Back to 2020 Abstracts


GALLBLADDER CANCER: CONTEMPORARY OUTCOMES OF SURGICAL MANAGEMENT FOR ADVANCED DISEASE WITH T3 OR GREATER
Hiromichi Ito*, Atsushi Oba, Yoshihiro Ono, Takafumi Sato, Yosuke Inoue, Yu Takahashi
Cancer Institute Hospital, Japanese Foundation for Cancer Research, Tokyo, Japan

Background: Patients with gallbladder cancer (GBCA) often present at their advanced stages and their prognosis is dismal. The aggressive surgery for such advanced disease has been controversial and the optimal indication for resection needs to be defined.
Method: Patients who underwent curative resection for GBCA with curative intent at our institution from Jan. 2006 through Jun. 2019 were included. The patients who underwent simple cholecystectomy were excluded. Advanced disease was defined as T3/4 disease. Types of operation and their short- and long-term outcomes for the patients with advanced disease were compared with those with T1/2 disease. Median follow-up for the entire cohort was 29 months.

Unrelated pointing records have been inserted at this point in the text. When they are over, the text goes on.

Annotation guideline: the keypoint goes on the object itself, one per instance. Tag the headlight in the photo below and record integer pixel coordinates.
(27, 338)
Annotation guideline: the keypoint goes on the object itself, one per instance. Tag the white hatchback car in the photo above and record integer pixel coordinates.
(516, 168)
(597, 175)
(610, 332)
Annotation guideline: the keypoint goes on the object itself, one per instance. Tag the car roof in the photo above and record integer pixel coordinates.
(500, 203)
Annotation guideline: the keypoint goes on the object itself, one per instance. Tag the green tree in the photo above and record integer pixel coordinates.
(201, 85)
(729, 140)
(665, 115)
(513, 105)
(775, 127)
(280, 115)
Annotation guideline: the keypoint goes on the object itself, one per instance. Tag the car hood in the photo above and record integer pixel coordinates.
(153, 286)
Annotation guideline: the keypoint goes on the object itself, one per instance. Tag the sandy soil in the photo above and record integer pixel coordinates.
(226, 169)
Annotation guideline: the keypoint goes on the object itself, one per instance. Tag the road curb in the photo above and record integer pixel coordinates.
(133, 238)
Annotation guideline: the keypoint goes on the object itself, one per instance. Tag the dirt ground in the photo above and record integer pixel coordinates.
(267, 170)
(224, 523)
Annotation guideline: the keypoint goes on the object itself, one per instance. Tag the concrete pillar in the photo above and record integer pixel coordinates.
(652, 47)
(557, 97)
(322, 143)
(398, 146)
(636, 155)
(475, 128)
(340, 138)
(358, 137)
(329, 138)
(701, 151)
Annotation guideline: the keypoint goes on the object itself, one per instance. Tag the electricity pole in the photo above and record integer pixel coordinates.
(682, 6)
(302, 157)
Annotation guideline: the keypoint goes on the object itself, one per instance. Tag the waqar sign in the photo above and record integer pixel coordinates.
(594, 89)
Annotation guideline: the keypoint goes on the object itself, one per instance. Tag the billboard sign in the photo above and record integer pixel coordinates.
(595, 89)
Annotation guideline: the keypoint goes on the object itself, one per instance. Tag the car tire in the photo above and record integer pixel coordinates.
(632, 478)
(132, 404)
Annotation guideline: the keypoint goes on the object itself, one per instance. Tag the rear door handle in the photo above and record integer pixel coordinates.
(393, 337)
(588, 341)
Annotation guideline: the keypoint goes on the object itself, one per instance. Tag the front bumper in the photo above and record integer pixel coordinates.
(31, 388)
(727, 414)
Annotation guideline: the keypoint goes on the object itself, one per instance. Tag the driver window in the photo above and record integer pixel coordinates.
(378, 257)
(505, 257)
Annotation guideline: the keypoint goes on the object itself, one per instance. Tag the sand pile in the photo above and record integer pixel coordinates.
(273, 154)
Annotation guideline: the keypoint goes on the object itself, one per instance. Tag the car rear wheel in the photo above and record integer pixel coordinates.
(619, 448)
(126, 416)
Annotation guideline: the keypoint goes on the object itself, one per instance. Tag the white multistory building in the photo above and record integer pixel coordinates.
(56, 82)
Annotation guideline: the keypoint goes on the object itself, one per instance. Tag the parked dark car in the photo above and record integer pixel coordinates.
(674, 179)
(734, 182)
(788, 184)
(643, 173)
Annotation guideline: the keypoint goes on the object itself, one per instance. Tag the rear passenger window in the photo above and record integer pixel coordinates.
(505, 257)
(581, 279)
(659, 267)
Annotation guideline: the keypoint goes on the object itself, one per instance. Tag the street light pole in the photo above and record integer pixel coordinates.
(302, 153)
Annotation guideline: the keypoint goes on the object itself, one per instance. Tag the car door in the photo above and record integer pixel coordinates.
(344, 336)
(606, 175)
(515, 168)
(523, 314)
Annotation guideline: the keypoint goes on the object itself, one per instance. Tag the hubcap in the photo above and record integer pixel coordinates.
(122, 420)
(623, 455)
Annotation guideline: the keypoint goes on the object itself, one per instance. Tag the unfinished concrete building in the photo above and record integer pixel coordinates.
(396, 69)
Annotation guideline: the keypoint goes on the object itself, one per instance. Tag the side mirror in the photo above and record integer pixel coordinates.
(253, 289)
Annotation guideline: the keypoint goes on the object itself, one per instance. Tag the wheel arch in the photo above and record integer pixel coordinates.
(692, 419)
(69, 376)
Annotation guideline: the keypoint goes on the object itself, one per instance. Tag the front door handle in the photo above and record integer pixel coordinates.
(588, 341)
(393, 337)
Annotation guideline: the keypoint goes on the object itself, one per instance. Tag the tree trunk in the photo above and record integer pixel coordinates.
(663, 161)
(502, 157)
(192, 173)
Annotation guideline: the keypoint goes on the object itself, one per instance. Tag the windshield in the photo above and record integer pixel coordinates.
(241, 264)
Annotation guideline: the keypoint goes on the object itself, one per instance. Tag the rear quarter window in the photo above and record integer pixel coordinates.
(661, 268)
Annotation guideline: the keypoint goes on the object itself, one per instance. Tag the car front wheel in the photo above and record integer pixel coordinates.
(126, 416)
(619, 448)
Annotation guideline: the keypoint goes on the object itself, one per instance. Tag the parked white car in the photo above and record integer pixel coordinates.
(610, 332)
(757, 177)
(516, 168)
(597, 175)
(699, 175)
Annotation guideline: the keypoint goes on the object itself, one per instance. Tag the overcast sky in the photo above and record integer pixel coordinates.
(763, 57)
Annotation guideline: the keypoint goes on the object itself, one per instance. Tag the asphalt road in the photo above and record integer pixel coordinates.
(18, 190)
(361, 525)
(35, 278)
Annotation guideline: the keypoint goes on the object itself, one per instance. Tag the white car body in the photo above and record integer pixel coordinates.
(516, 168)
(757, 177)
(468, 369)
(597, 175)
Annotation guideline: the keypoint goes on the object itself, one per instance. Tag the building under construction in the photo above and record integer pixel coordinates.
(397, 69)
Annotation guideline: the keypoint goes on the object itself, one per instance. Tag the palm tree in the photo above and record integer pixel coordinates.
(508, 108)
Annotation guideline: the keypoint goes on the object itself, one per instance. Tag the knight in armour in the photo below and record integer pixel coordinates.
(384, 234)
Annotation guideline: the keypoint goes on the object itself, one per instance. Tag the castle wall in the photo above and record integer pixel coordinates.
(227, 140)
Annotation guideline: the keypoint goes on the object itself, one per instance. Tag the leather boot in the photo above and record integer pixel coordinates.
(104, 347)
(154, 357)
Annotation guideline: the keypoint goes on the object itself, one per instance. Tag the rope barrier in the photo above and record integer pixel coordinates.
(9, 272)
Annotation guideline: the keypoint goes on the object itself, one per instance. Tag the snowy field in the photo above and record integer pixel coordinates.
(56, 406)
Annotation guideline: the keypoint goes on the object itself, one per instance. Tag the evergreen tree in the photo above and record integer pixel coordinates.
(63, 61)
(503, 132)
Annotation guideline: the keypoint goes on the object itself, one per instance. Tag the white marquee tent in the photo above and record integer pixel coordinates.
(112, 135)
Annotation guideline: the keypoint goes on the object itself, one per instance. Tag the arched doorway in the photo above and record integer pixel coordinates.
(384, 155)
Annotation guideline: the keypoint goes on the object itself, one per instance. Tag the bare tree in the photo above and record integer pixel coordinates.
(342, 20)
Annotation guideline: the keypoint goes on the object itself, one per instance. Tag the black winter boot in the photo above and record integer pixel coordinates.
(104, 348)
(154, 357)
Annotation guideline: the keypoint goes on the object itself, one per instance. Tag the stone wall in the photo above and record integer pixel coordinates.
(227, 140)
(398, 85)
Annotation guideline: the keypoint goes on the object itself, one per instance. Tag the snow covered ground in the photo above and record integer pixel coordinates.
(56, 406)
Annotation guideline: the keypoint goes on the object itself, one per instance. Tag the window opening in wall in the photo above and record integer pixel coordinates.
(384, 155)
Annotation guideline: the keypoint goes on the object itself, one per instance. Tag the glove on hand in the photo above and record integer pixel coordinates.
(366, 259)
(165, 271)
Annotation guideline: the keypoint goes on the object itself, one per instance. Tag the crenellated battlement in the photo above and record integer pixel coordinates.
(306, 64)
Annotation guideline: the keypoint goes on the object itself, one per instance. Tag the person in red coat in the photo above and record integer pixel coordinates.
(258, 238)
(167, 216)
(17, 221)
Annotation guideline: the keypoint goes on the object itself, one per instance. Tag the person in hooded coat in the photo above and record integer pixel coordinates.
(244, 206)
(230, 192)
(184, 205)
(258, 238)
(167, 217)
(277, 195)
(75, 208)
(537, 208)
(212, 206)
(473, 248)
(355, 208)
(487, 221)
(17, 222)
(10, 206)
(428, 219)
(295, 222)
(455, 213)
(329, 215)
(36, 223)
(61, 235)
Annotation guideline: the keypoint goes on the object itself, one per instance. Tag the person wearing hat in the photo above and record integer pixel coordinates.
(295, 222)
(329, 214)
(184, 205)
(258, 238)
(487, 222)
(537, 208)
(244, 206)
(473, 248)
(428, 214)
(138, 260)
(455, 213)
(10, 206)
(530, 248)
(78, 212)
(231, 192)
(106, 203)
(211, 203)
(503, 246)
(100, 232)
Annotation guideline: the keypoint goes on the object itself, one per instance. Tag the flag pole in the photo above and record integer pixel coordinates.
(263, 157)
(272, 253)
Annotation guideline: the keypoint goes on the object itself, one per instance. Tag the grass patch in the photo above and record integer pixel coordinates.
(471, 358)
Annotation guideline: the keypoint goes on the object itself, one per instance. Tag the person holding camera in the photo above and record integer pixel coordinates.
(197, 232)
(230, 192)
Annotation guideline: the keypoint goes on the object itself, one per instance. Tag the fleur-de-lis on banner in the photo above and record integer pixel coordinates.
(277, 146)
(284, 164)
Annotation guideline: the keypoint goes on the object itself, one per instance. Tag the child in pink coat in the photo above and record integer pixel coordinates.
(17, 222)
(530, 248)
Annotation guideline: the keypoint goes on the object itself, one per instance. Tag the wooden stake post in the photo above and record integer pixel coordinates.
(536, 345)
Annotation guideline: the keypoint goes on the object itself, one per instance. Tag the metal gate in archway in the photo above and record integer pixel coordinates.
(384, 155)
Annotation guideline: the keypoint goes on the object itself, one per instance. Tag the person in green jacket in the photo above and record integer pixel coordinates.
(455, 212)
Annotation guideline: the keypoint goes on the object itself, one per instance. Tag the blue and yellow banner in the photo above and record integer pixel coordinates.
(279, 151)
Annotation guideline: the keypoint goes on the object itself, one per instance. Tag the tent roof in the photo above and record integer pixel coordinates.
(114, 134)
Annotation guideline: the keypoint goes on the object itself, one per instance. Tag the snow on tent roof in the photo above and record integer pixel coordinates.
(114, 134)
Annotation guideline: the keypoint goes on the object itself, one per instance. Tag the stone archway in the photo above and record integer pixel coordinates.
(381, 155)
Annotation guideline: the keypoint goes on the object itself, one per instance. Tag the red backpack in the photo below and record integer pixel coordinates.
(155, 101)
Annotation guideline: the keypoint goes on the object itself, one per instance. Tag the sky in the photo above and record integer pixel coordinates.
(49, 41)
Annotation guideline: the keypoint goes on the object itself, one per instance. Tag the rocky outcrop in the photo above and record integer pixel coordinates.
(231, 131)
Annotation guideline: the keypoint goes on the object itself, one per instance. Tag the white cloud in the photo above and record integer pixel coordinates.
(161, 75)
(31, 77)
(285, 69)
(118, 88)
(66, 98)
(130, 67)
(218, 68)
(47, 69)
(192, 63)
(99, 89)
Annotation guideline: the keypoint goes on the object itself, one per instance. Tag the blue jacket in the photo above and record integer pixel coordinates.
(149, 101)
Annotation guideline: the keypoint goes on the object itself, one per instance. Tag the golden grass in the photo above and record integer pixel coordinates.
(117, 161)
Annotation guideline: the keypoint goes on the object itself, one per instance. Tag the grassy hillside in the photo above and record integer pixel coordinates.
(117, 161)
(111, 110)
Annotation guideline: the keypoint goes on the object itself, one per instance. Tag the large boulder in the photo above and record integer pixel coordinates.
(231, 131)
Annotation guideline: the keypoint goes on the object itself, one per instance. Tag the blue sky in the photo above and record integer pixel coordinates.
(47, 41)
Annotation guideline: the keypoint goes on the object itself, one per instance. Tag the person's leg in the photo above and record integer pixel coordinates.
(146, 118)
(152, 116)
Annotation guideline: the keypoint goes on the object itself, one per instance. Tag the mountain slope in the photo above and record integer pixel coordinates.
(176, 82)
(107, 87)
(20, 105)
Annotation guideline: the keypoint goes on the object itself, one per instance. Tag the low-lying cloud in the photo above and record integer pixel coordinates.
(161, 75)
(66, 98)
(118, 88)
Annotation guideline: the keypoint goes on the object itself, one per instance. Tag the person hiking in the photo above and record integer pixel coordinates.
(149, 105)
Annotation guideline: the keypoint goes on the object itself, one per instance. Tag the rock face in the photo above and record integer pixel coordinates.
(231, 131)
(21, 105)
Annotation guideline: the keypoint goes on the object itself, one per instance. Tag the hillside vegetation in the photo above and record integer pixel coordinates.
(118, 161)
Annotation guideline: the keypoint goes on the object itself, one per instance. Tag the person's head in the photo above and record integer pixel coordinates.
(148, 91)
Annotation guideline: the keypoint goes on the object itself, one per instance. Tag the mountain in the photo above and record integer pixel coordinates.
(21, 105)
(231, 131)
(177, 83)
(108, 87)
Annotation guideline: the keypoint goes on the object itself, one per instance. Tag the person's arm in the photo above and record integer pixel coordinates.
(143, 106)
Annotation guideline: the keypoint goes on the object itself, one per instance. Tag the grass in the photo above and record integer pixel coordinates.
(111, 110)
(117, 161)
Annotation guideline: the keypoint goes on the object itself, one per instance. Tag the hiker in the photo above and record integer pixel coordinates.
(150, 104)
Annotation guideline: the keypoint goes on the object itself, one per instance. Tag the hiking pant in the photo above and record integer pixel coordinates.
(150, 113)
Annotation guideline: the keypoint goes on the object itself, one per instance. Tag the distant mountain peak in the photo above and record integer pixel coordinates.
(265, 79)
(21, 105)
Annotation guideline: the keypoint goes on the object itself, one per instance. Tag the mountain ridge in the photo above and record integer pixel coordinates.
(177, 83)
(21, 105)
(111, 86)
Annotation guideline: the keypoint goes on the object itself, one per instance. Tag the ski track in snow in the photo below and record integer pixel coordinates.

Result: Total 120 patients were identified and 49 patients (41%) had advanced GBCA. The patients with advanced disease more commonly presented with jaundice (37% vs 6%, p<0.001) and more likely required concomitant organ resection other than liver or bile duct (51% vs 4%, p<0.001). The additional organ resections for advanced disease included pancreaticoduodenectomy (n=12, 25%), partial duodenectomy (n=9, 18%), partial colectomy (n=7, 14%), portal vein resection (n=9, 18%), hepatic artery resection and reconstruction (n=3, 6%). As a result, the post-operative complications were higher for patients with advanced disease (overall 42% vs 28%, CD-3a or greater 25% vs 7%, p=0.002) than those with non-advanced disease. The median recurrence-free and overall survival for the patients with advanced disease were 11 months and 22 months, compared with those with non-advanced disease (NR and 109 months, respectively, p<0.001 for RFS and p<0.001 for OS, Figure). In univariate and multivariate analysis, pT3 or greater emerged as the strongest predictor for both RFS and OS.
Conclusion: While patients with advanced gallbladder cancer T3 or greater requires more complex operations to achieve R0 resection, their long-term outcomes remain dismal compared with those with non-advanced disease. The multidisciplinary approach should be encouraged for advanced GBCA.